Exprimant ses émotions lors de l’accueil des amis suisses qui ont accroché le drapeau vietnamien sur le sommet de la cathédrale Notre-Dame de Paris en 1969, l'ambassadeur du Vietnam en France Dinh Toàn Thang a déclaré que leurs actions, bien qu'assez aventureuses et dangereuses, mais exprimant les sentiments de ceux qui aiment la paix, s'opposent à la guerre en général et soutiennent le peuple vietnamien en particulier.

L'ambassadeur a affirmé : "Au moment historique de la Résistance contre les Américains pour le salut national, le soutien du mouvement populaire mondial a joué un rôle très important pour le Vietnam, contribuant à motiver et à créer les bases pour que le peuple vietnamien gagne l'Accord de Paris en 1973 et réunifie le pays en 1975".

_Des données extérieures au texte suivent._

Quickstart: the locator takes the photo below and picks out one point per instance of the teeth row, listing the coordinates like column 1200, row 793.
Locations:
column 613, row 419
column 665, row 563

L'ambassadeur a également souligné que l'accueil de trois anciens militants suisses "rappelle non seulement cette période historique de la nation, mais c'est aussi l'occasion pour exprimer notre gratitude à eux, ainsi qu'à l'ensemble du mouvement de soutien au peuple vietnamien pendant les années de la lutte pour l'indépendance nationale et la réunification nationale du peuple vietnamien".